Francisco y su familia no querían dejar el
departamento y no sabía qué hacer ya que no estaba dispuesto a pedir un crédito
hipotecario bancario por los altos intereses involucrados. Es así como, a
partir de un pequeño ahorro que había logrado acumular, del orden de 400 UF
(unidades de fomento), decidió hacer una osada oferta a la dueña. Oferta basada
en un pie de 400 UF y un pago mensual de 120 cuotas de 7 UF cada una. La cifra de 7 UF era equivalente a lo que
estaba pagando mensualmente Francisco de arriendo dado que su sueldo no le
permitía pagar más. El total de cuotas se calculó en base a una tasa de interés
anual del 10% del valor de venta del departamento fijado por la dueña.

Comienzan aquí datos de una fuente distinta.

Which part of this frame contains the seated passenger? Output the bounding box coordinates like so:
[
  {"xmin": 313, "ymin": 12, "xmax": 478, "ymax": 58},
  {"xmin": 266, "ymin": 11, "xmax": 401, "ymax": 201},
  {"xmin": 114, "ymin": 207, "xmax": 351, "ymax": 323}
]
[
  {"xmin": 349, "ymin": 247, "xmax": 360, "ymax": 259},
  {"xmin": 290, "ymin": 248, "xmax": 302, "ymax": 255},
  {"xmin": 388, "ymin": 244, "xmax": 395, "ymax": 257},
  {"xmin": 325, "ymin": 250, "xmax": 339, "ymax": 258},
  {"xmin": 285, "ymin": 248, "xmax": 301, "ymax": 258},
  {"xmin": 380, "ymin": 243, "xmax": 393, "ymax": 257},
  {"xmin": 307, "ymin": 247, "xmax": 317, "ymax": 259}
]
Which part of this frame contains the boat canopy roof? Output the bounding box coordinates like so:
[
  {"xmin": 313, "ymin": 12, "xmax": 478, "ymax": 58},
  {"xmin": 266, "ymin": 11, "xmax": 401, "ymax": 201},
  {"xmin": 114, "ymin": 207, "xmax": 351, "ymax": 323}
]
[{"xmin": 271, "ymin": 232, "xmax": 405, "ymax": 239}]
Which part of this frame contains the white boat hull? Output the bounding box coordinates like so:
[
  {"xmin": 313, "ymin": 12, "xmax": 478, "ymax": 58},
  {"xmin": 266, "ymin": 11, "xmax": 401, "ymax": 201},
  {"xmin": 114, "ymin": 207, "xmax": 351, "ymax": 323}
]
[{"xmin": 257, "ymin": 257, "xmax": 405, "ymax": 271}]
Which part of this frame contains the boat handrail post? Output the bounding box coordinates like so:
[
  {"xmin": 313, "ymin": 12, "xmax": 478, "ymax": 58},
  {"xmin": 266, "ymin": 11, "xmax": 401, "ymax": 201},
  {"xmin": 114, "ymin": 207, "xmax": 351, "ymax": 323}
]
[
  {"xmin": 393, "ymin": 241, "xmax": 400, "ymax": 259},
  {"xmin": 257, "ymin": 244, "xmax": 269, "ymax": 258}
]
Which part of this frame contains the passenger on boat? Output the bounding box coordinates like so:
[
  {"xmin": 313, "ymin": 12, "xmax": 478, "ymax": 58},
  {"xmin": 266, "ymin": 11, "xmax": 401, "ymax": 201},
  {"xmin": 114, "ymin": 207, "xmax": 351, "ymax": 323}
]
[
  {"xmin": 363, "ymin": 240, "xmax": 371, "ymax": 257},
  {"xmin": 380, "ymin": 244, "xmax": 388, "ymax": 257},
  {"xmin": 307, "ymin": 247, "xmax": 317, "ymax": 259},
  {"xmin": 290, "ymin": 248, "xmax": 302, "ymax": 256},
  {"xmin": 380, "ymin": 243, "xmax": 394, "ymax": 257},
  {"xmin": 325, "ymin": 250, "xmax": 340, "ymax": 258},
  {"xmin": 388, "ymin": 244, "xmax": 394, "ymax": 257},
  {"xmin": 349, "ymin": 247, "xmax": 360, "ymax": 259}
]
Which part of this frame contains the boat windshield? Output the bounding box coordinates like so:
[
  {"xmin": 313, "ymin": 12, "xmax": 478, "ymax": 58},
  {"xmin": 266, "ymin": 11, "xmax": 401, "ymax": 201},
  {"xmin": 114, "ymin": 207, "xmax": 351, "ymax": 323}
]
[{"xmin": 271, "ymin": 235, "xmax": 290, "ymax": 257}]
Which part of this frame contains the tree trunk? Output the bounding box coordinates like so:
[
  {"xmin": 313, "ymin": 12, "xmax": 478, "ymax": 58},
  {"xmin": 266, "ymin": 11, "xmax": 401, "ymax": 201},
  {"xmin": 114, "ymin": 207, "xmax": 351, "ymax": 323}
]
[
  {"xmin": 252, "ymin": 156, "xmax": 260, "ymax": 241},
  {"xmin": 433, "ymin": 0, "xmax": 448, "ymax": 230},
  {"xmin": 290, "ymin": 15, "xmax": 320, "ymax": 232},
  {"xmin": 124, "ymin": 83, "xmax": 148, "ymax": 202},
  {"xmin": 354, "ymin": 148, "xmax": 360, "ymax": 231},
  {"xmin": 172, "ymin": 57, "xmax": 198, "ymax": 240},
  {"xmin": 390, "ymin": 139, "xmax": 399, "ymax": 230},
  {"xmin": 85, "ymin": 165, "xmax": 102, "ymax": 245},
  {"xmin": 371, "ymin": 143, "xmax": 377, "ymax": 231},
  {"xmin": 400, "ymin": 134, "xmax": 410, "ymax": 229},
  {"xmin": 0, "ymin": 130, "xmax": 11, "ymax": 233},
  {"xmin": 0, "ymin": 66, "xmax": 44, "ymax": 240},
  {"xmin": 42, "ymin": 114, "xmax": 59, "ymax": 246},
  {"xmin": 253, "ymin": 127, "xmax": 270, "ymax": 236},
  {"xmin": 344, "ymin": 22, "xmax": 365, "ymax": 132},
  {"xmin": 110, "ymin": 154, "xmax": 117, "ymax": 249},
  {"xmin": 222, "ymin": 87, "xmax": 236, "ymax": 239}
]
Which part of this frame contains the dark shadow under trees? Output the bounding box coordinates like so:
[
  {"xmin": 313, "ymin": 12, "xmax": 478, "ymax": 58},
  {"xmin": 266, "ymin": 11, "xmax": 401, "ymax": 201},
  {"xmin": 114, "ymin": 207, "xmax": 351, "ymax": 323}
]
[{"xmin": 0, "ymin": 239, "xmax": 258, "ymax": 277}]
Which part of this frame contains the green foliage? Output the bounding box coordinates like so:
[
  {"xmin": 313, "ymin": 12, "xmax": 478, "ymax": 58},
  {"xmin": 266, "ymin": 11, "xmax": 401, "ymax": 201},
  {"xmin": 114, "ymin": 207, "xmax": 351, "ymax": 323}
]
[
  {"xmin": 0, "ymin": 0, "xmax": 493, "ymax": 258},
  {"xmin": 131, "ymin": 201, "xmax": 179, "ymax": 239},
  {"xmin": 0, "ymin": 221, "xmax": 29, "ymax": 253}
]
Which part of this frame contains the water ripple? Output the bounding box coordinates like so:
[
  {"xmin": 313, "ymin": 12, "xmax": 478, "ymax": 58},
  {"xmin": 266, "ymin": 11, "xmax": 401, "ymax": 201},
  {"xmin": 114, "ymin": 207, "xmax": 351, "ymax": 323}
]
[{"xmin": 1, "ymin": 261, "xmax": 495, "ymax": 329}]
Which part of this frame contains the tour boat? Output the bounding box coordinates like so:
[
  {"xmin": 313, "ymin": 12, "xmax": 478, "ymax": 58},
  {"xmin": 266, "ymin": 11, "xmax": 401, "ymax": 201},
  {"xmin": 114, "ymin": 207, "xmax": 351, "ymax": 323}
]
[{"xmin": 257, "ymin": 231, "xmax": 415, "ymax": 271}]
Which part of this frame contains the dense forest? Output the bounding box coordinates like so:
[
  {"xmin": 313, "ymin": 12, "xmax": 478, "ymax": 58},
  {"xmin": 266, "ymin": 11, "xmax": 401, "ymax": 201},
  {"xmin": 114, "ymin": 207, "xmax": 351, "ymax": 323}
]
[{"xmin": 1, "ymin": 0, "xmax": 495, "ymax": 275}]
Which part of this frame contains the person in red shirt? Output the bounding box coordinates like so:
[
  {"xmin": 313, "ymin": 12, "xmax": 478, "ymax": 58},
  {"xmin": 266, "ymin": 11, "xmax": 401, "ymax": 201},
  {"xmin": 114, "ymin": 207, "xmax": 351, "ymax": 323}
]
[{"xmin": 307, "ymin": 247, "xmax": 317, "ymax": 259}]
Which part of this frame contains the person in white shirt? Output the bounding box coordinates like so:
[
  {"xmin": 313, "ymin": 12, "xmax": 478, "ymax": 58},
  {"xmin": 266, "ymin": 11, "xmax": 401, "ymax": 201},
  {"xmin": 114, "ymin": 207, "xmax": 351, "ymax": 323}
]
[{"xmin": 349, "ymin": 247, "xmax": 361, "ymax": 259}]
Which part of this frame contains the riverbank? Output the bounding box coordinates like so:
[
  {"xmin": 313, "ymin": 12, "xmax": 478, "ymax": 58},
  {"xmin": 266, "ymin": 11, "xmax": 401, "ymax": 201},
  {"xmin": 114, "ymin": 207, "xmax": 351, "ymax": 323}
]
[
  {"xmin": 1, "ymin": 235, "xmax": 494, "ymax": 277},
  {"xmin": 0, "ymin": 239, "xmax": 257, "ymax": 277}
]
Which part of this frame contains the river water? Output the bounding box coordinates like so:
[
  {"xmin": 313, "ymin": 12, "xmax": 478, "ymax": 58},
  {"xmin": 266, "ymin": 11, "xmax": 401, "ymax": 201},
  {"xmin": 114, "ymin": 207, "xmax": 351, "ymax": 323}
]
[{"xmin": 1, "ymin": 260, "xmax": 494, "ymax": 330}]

Fue una oferta que Francisco había hecho
pensando que sería rechazada, pero para su sorpresa fue aceptada. La aceptación
se explicó por dos motivos. Uno, a la dueña le permitía tener el pie para
comprar la casa que quería para su madre, y con el valor de la cuota mensual
pagar el dividendo correspondiente al contratar un crédito hipotecario por 10
años. Y dos, por la confianza que Francisco se había ganado con el pago
religioso del canon mensual del arriendo por 10 años. Fue lo que se podría
llamar un círculo virtuoso generado por la confianza.
Se trata de una historia real, que cuando la
cuento, cuesta creerla, porque representa todo un acto de fe que no se
encuentra en las negociaciones financieras, y que explica la razón de ser de
los créditos hipotecarios: la desconfianza, la que tiene un costo no menor.
Se trata de un juego de win-win, difícil de
encontrar en los tiempos que corren, y que me permito recordar en homenaje a
esa mujer que se atrevió a confiar y que la retrata de cuerpo entero. Por esas
cosas de la vida, Francisco se ha enterado recientemente que esta mujer, de
nombre Rosa, ha viajado a la eternidad, ya no está entre nosotros.
La desconfianza, tensiona, complica la existencia;
la confianza libera, simplifica, hace más agradable la vida. Claro, hay que
saber confiar, en quien confiar, ganarse la confianza. Pero viviendo con la
frente en alto, mirándose a los ojos, no debiera ser problema.